Now let’s initialize and convert the stateful kv-cache model in a similar way:

past_kv_len = 0
torch_model_kvcache = ToyModelWithKeyValueCache(
    vocab_size, embed_size, batch_size, max_seq_len
)
torch_model_kvcache.load_state_dict(torch_model.state_dict(), strict=False)
torch_model_kvcache.eval()
causal_mask = torch.zeros((batch_size, seq_len, seq_len + past_kv_len), dtype=torch.float32)

# Make sure the output matches the non-kv-cache version.
torch_kvcache_output = torch_model_kvcache(input_ids, causal_mask).detach().numpy()
np.testing.assert_allclose(torch_output, torch_kvcache_output)

traced_model_kvcache = torch.jit.trace(torch_model_kvcache, [input_ids, causal_mask])
query_length = ct.RangeDim(lower_bound=1, upper_bound=max_seq_len, default=1)
end_step_dim = ct.RangeDim(lower_bound=1, upper_bound=max_seq_len, default=1)
inputs = [
    ct.TensorType(shape=(batch_size, query_length), dtype=np.int32, name="input_ids"),
    ct.TensorType(
        shape=(batch_size, query_length, end_step_dim), dtype=np.float16, name="causal_mask"
    ),
]
outputs = [ct.TensorType(dtype=np.float16, name="output")]

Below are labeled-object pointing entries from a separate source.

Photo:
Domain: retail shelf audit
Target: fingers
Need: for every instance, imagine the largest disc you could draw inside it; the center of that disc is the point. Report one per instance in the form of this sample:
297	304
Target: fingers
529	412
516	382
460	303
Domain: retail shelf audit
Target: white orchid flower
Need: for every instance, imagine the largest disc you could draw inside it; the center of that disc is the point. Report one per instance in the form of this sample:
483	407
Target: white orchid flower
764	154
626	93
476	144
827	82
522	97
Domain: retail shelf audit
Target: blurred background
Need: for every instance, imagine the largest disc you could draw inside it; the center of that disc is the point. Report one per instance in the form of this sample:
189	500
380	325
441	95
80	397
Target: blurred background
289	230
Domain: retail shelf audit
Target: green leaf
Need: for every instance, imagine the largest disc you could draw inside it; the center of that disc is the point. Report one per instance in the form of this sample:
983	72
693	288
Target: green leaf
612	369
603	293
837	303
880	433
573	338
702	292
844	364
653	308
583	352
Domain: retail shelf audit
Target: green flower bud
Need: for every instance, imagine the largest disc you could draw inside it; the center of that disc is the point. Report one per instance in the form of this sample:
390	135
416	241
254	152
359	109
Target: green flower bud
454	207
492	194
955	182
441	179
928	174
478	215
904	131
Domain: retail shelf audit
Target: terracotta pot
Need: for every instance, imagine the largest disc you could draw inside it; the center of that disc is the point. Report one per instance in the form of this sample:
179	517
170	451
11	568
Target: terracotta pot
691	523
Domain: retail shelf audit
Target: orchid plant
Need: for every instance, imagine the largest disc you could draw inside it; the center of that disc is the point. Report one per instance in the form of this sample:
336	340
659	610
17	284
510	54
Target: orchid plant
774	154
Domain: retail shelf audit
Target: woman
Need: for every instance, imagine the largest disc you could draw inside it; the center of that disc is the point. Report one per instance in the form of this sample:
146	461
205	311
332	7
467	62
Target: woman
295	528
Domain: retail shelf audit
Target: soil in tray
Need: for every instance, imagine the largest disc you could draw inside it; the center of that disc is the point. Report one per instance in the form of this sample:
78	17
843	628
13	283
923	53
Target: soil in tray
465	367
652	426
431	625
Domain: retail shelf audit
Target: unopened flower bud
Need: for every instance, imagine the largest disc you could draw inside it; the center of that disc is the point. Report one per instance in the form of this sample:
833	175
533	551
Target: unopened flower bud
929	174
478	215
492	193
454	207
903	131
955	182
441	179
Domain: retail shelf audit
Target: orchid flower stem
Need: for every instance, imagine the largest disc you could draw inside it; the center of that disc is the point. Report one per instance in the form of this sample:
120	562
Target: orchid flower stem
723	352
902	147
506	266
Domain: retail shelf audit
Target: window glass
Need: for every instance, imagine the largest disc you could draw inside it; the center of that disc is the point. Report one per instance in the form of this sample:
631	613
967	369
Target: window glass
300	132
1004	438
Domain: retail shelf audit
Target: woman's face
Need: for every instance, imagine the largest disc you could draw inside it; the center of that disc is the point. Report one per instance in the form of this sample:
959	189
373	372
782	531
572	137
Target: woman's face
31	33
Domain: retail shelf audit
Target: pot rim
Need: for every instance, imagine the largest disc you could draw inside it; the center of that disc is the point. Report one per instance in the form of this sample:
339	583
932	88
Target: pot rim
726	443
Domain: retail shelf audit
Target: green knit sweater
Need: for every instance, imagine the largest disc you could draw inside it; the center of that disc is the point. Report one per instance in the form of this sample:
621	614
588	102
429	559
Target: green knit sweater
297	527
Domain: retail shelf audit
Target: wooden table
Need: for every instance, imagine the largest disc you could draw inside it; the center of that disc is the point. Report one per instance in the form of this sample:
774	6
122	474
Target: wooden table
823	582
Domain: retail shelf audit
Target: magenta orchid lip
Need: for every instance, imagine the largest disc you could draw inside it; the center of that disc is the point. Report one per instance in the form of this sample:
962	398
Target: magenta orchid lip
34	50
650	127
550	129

# In addition to `inputs` and `outputs`, we need `states` which uses the same name as the
# registered buffers in `ToyModelWithKeyValueCache`.
states = [
    ct.StateType(
        wrapped_type=ct.TensorType(
            shape=torch_model_kvcache.kvcache_shape, dtype=np.float16
        ),
        name="k_cache",
    ),
    ct.StateType(
        wrapped_type=ct.TensorType(
            shape=torch_model_kvcache.kvcache_shape, dtype=np.float16
        ),
        name="v_cache",
    ),
]
converted_model_kvcache = ct.convert(
    traced_model_kvcache,
    inputs=inputs,
    outputs=outputs,
    states=states,
    minimum_deployment_target=ct.target.iOS18,
    compute_units=ct.ComputeUnit.CPU_AND_GPU,
)

We can also time the prediction of this stateful kv-cache model:

past_kv_len = 0
kv_cache_state = converted_model_kvcache.make_state()
t_start: float = perf_counter()
for token_id in range(num_iterations):
    inputs = {
        "input_ids": np.array([[token_id]], dtype=np.int32),
        "causal_mask": np.zeros((1, 1, past_kv_len + 1), dtype=np.float16),
    }
    converted_model_kvcache.predict(inputs, kv_cache_state)
    past_kv_len += 1
print(f"Time with kv-cache: {(perf_counter() - t_start) * 1.0e3} ms")

After running the prediction, we can get the following output (on a MacBook Pro with M3 Max chip):

Time (ms) without kv-cache: 4245.6
Time (ms) with kv-cache: 238.0

It’s clear that when we modify the attention module to get a stateful model with kv-cache, a given prediction runs much faster than with the original stateless model.